Und sie haben mit ihrem Pathos Recht, auch wenn das Kompromisspapier Schwachpunkte birgt: Etwa die Frage, wie eine "zutreffende Einschätzung" der Folgen einer Patientenverfügung auszusehen hat; oder die Frage, ob die Bundesländer ihre Patientenanwaltschaften mit den nötigen Ressourcen ausstatten, damit diese ihr neues Service (das sie anders als die Rechtsberufe kostenlos bieten!) auch leisten können. Ob es hier zu tauglichen Lösungen kommt, wird die Evaluierung des Gesetzes zeigen.

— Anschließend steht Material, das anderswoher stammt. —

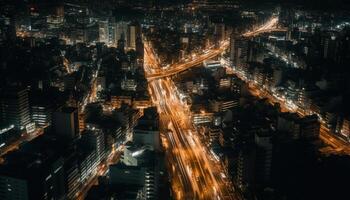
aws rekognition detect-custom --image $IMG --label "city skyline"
[0,0,350,200]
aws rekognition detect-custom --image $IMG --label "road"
[227,68,350,155]
[145,41,238,199]
[145,16,278,80]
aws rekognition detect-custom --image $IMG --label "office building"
[52,107,79,139]
[127,22,141,49]
[0,87,31,132]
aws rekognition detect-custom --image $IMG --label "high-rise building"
[127,22,141,49]
[31,104,52,127]
[82,128,106,162]
[255,129,273,184]
[98,20,109,44]
[117,33,126,52]
[0,87,31,130]
[230,33,248,67]
[52,107,79,139]
[133,107,160,150]
[115,21,128,47]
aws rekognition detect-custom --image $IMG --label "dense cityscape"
[0,0,350,200]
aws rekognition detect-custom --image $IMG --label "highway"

Die Fundamentalkritik des Zivilrechtlers Heinz Barta und der SPÖ an der mangelnden Reichweite des Gesetzes ("Selbstbestimmtes Sterben sollte in einem Land wie Österreich eine Selbstverständlichkeit sein"), ist dagegen nicht nachvollziehbar. Auch wenn ärztlicher Paternalismus passé ist: "Selbstverständliche Selbstbestimmung" am Lebensende würde letztlich auch aktive Sterbehilfe legitimieren - die in der Praxis dem tatsächlichen Patientenwillen nicht selten zuwiderläuft, wie das Beispiel Niederlande zeigt. Ein klares Patientenverfügungsgesetz vermag ähnliche Szenarien in Österreich vielleicht hintanzuhalten. Insofern hat sich das fünfjährige Warten auf das Ende dieses Wachkomas gelohnt.